The summit, to some extent, is the Himalayan answer to an urgent need for action amid the international community's inability to agree on limiting greenhouse gas emissions thought to cause global warming. Expectations are again low for a breakthrough at the next U.N. climate talks, beginning Nov. 28 in Durban, South Africa.
"Climate change is placing extraordinary pressure on the Eastern Himalayas _ its people, iconic landscapes and species are all being hit hard by changing weather patters," Bhutan's Agriculture Minister Pema Gyamtsho said in a statement. "The Eastern Himalayas is now in urgent need of a regional framework of cooperation that combines expertise from governments, NGOs and civil society. Himalayan nations must act now."
But the absence of three key players underscores the difficulty of reaching regional consensus on how best to protect the peaks, known as the "Water Towers of Asia," with snowmelts feeding into the continent's seven largest rivers.
Regional tensions have long prevented Himalayan cooperation, including basic research in the world's largest block of glaciers outside the polar regions, and accounting for 40 percent of the world's fresh water.
"The Himalayas present an opportunity where India and China, for example, could really work together to understand and preserve the glaciers, which are a very important ecosystem not just for the region, but for the global climate," said glaciologist Shakeel Romshoo, head of the geology department at the University of Kashmir.
A first step, scientists say, would be to establish a research framework for the region, where just a few dozen of the tens of thousands of glaciers have been studied.
"There is so much acrimony and mistrust, (the countries) are not able to think logically about what needs to be done," Romshoo said.
Many lower-altitude glaciers are melting faster, with thousands of new lakes appearing and threatening mountain villages and agricultural plateaus with catastrophic floods should they overflow. Weather patterns have changed, with some regions experiencing torrential monsoons and mudslides, and others suffering droughts. The flow of rivers carrying snow melt toward the seas is less predictable.
As populations grow, and economies need more water for agriculture and energy production, establishing and revising water treaties will become a key issue to the seven Himalayan-dependent nations as water is predicted to get more scarce.
But drafting such treaties, experts say, requires a better understanding of the glaciers themselves, how fast they are melting, and what exactly is causing it. Scientists are still unable to say how much of an impact rising world temperatures have versus other influences, including soot coming mainly from Indian and Chinese cities that colors the ice black.
Ramshoo's own study of the Indus glacier system, providing a lifeline downriver in the Pakistani plateaus, has been hobbled by India and Pakistan's rivalry. Ramshoo has access only to small ice caps on the Indian side. "We know they are melting, but we don't know what's happening on the Pakistan side" where reports indicate the larger glaciers at higher altitude are stable or growing, he said. For years, however, Romshoo has been unable even to get meteorological data from Pakistan.

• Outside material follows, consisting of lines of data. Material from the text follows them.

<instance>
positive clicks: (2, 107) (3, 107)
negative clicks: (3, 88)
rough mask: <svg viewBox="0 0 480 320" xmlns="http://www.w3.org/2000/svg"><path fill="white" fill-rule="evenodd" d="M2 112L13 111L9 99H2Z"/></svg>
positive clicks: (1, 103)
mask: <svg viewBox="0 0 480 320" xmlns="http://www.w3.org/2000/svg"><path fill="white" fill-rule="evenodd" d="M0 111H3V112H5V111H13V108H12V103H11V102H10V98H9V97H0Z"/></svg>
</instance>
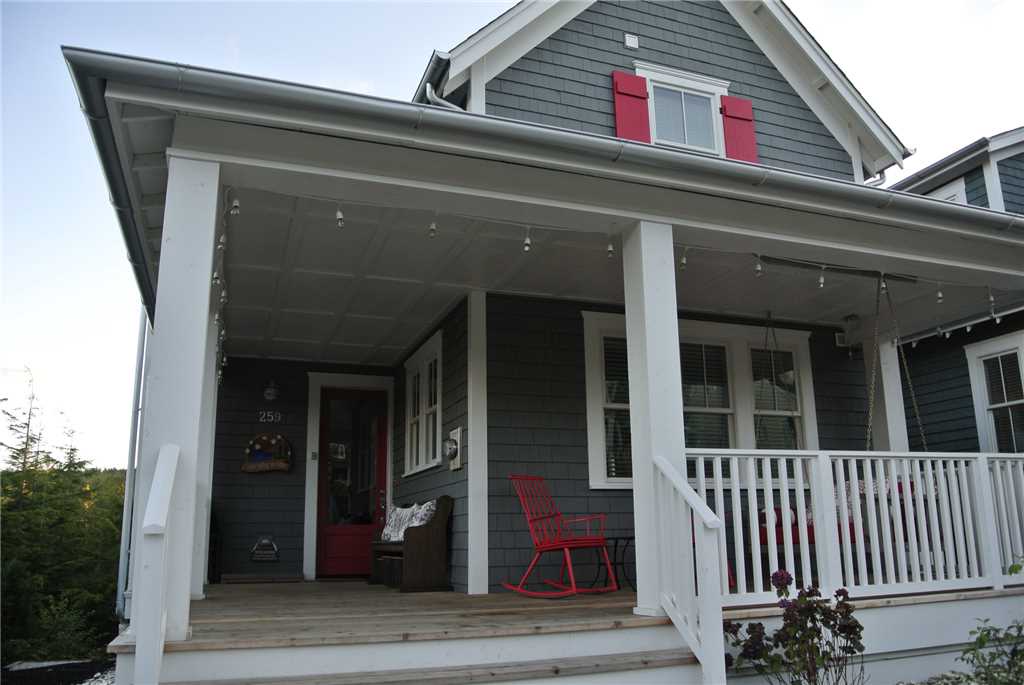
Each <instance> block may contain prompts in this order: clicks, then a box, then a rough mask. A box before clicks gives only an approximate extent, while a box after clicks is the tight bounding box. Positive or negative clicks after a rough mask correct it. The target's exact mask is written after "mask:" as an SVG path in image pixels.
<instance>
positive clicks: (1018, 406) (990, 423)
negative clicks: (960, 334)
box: [965, 332, 1024, 453]
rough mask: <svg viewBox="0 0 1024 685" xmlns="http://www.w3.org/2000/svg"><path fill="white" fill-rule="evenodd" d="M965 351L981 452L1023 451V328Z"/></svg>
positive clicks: (998, 337) (968, 349)
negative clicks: (970, 378) (1014, 331)
mask: <svg viewBox="0 0 1024 685" xmlns="http://www.w3.org/2000/svg"><path fill="white" fill-rule="evenodd" d="M965 351H966V353H967V357H968V370H969V372H970V374H971V392H972V395H973V396H974V413H975V420H976V422H977V424H978V442H979V444H980V446H981V449H982V452H1009V453H1021V452H1024V332H1018V333H1012V334H1010V335H1006V336H1000V337H998V338H993V339H991V340H985V341H983V342H980V343H975V344H973V345H968V346H967V347H965Z"/></svg>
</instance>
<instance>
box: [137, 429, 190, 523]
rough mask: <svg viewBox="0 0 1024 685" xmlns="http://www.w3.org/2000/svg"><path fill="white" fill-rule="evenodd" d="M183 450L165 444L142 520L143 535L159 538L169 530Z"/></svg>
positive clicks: (155, 471)
mask: <svg viewBox="0 0 1024 685" xmlns="http://www.w3.org/2000/svg"><path fill="white" fill-rule="evenodd" d="M180 454H181V448H180V447H179V446H178V445H176V444H165V445H164V446H162V447H161V448H160V456H159V457H158V458H157V469H156V471H155V472H154V474H153V485H152V486H151V487H150V498H148V500H147V501H146V505H145V517H144V518H143V519H142V534H145V536H159V534H163V533H164V532H165V531H166V530H167V518H168V516H169V515H170V511H171V493H172V490H173V489H174V474H175V472H176V471H177V470H178V457H179V456H180Z"/></svg>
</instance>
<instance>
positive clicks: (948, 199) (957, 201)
mask: <svg viewBox="0 0 1024 685" xmlns="http://www.w3.org/2000/svg"><path fill="white" fill-rule="evenodd" d="M926 195H927V196H928V197H929V198H935V199H937V200H944V201H945V202H958V203H959V204H962V205H966V204H967V183H966V182H964V177H963V176H957V177H956V178H954V179H952V180H951V181H949V182H948V183H946V184H945V185H940V186H939V187H937V188H935V189H934V190H931V191H929V192H927V194H926Z"/></svg>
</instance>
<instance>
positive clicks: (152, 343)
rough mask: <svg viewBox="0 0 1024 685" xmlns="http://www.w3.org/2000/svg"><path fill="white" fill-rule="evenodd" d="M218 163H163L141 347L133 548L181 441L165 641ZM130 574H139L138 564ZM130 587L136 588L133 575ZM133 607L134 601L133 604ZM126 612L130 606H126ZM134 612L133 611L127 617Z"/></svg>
mask: <svg viewBox="0 0 1024 685" xmlns="http://www.w3.org/2000/svg"><path fill="white" fill-rule="evenodd" d="M219 182H220V166H219V165H218V164H216V163H211V162H199V161H195V160H186V159H181V158H177V157H171V158H170V159H169V160H168V181H167V200H166V207H165V210H164V227H163V242H162V249H161V254H160V283H159V286H158V289H157V306H156V317H155V320H154V329H153V337H152V339H151V347H150V351H148V355H147V356H148V358H147V367H146V382H145V388H146V392H145V406H144V410H143V415H142V439H141V448H140V451H139V464H138V473H137V478H136V494H137V506H136V507H135V522H136V526H134V528H135V530H136V531H137V532H136V533H135V540H134V542H135V545H134V547H133V549H136V550H138V549H141V543H142V540H141V538H142V533H141V527H142V526H141V525H140V524H139V523H140V521H141V517H142V515H143V512H145V505H146V501H147V498H148V494H150V488H151V486H152V484H153V476H154V469H155V467H156V462H157V455H158V454H159V453H160V448H161V446H163V445H164V444H176V445H180V449H181V452H180V461H179V463H178V468H177V471H176V474H175V480H174V499H173V502H172V503H171V513H170V518H169V522H168V539H167V540H168V551H167V558H168V562H167V563H168V569H167V574H166V582H167V628H166V636H167V639H168V640H184V639H186V638H187V635H188V602H189V599H190V597H189V595H190V592H189V591H190V585H191V575H193V574H191V560H193V537H194V533H195V517H196V494H197V459H198V455H199V454H200V453H201V452H202V451H203V449H204V445H203V443H202V433H203V431H202V428H201V424H202V422H201V420H200V417H201V416H202V413H203V395H204V388H205V385H206V381H205V378H204V377H205V375H206V370H207V341H208V333H209V331H208V329H209V326H210V305H211V300H212V287H211V282H210V279H211V276H212V268H213V253H214V236H215V231H216V225H217V211H218V205H217V200H218V194H219ZM134 571H135V573H136V574H137V573H140V572H146V570H145V569H142V568H140V567H137V566H136V567H135V568H134ZM134 580H135V588H141V587H142V585H140V584H139V583H138V581H139V579H138V576H137V575H136V577H135V579H134ZM133 604H134V603H133ZM132 608H133V614H134V609H135V606H134V605H133V607H132ZM133 617H134V616H133Z"/></svg>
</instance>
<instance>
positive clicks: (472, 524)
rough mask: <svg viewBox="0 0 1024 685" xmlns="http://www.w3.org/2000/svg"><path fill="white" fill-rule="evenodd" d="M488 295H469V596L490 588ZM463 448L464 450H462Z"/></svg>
mask: <svg viewBox="0 0 1024 685" xmlns="http://www.w3.org/2000/svg"><path fill="white" fill-rule="evenodd" d="M486 298H487V294H486V293H484V292H482V291H475V292H472V293H470V294H469V325H468V328H469V354H468V357H469V369H468V376H467V379H468V393H467V394H468V398H467V411H466V414H467V418H466V423H467V426H468V429H469V430H468V435H467V440H468V444H467V447H468V448H467V451H466V454H465V455H464V457H463V459H464V461H465V464H466V479H467V481H468V482H467V485H466V489H467V495H466V500H467V502H468V503H469V504H468V508H469V520H468V525H469V569H468V576H469V577H468V585H469V588H468V590H469V594H471V595H485V594H487V589H488V586H489V575H490V567H489V554H488V552H489V547H488V546H489V542H488V536H487V528H488V525H489V524H488V515H487V299H486ZM464 448H465V447H464Z"/></svg>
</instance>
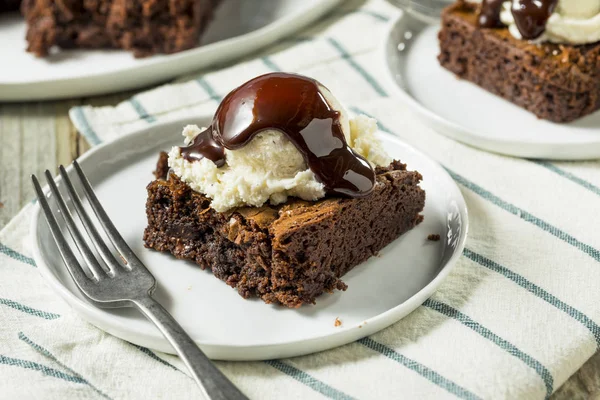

Kashmir's Siachin Glacier, dubbed the world's highest battlefield with Indian and Pakistani troops facing off, remains a question mark for scientists. Despite several wars, the two countries have honored their 1960 Indus Water Treaty, but Pakistan recently has shown concern about its future allotment, twice bringing complaints about Indian hydropower dams to the World Bank for arbitration.
"There are issues, of course, there are areas to improve," Indian Environment Minister Jayanthi Natarajan said. "We are committed to cooperating with the Himalayan countries, but it will take time. On these issues, though, there is perhaps more understanding than on others."
China's neighbors, meanwhile, worry that Beijing's rapid program of damming major rivers flowing from the Tibetan plateau will trigger natural disasters, degrade fragile ecologies and divert vital water supplies. The worries might be lessened if China shared hydrological and other data, but China, along with Turkey, refuse to sign a key 1997 U.N. convention on transnational rivers.
Tiny Nepal, home to Mount Everest, is still recovering from a decade of civil war and the ensuing political instability.